Recently, the Boston Globe ran documentary piece in which McCain was described as fiery, intemperate person who was also a womanizer while still married to his first wife Carol (“Taking Command – The McCain Way,” Boston Sunday Globe, Aug. 31, pp A1 and 14A). In the same issue, the Globe had an article describing Palin level best efforts to her adulterous brother-in-law fired from his job because he displayed a temper (“Longstanding family feud in Alaska embroils Palin,” Boston Sunday Globe, Aug. 31, page A11). By Plain’s own code of conduct, therefore, John McCain should have been fired form the Navy for cheating on his wife and having a bad temper.

While McCain was resting his weary bones and nursing his wounds, another American was slogging it in the swamps and jungles of Vietnam, not from the comfort of his cockpit but in waist high water and on dry land, in midst of ambushes and firefights.

John Fitzgerald Kerry joined the United States Naval Reserve in 1966, during his last year at Yale.

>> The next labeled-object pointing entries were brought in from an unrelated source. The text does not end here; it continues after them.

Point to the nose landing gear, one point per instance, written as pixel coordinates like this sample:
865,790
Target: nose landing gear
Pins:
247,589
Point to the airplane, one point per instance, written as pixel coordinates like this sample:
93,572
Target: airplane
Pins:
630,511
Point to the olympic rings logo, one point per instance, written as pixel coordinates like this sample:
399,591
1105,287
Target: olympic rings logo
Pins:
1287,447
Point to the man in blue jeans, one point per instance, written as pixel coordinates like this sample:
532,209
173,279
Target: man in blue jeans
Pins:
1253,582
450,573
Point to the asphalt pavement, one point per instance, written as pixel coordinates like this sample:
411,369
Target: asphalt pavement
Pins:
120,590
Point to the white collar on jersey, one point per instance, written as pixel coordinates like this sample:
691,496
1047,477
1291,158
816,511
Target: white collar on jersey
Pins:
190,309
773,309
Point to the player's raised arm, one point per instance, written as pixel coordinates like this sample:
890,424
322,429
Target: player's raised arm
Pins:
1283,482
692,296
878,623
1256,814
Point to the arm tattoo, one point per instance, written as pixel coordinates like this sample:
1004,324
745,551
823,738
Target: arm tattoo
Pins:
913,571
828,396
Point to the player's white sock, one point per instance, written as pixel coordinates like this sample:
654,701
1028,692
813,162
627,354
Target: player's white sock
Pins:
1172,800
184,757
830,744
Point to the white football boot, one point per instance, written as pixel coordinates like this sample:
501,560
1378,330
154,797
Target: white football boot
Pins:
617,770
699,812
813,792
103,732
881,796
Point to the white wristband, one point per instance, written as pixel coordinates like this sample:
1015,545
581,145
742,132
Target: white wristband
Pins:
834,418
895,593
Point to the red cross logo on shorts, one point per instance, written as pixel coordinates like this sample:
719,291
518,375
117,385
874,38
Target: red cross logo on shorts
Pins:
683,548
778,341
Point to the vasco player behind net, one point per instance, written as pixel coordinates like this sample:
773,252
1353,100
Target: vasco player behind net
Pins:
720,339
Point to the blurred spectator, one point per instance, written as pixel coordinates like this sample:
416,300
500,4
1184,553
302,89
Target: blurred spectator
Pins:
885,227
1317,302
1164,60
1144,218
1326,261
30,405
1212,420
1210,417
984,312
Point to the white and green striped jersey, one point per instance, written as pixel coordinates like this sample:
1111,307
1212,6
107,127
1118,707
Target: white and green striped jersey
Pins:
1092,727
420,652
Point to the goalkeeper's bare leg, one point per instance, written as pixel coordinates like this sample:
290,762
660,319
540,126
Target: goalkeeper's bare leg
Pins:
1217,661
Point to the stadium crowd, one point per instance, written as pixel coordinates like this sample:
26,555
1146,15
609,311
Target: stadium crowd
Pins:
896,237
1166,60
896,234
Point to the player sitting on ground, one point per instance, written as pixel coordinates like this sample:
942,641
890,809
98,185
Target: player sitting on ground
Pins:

After graduation, Kerry joined the Navy and served until 1970. On his first tour of duty in Vietnam, in 1968, Kerry was an ensign on the guided missile frigate, which for the most part was on rescue mission in the Gulf of Tonkin, plucking downed aviators. Later that year Kerry went into training for swift boat duty, to patrol the rivers and waterways. As it turned out, on his second your in Vietnam, Kerry would come to lead swift boat contingent that saw much action on the rivers and on land, face to face with the enemy. Suffice it to say, for his second tour in Vietnam, Kerry received the Silver Star (for valor in the face of the enemy), Bronze Star (for bravery and acts of merit), and three Purple Hearts (for being wounded). His tour ended in March 1969 and year later he left the Navy in order to run for the U.S. Congress, continuing however as a Naval reserve until 1978.

Kerry and his first wife, Julia Throne, were married in 1970. They divorced in 1988. He first met his current wife, Theresa Heinz, at a rally in 1990. At the time, she was married to H. John Heinz III, a U.S. Senator from Pennsylvania and heir to the Heinz fortune. Theresa Heinz and Kerry did not meet again until 1992. By then, her husband had died in a plane crash in 1991 and she was now the heir to her husband’s fortune. Kerry and Heinz married in 1995.

One of the major differences between this year’s presidential race and the last one is the almost god-like reverence and deference that the Democratic candidate and establishment show toward McCain’s military service. Whereas just four years earlier the Republican machine savaged Kerry’s military record, unjustifiably, no question is being raised about McCain’s as if the man and his myth are beyond doubt. It is time to unveil the indolent war-hero and expose him for the cowardly farce that he is.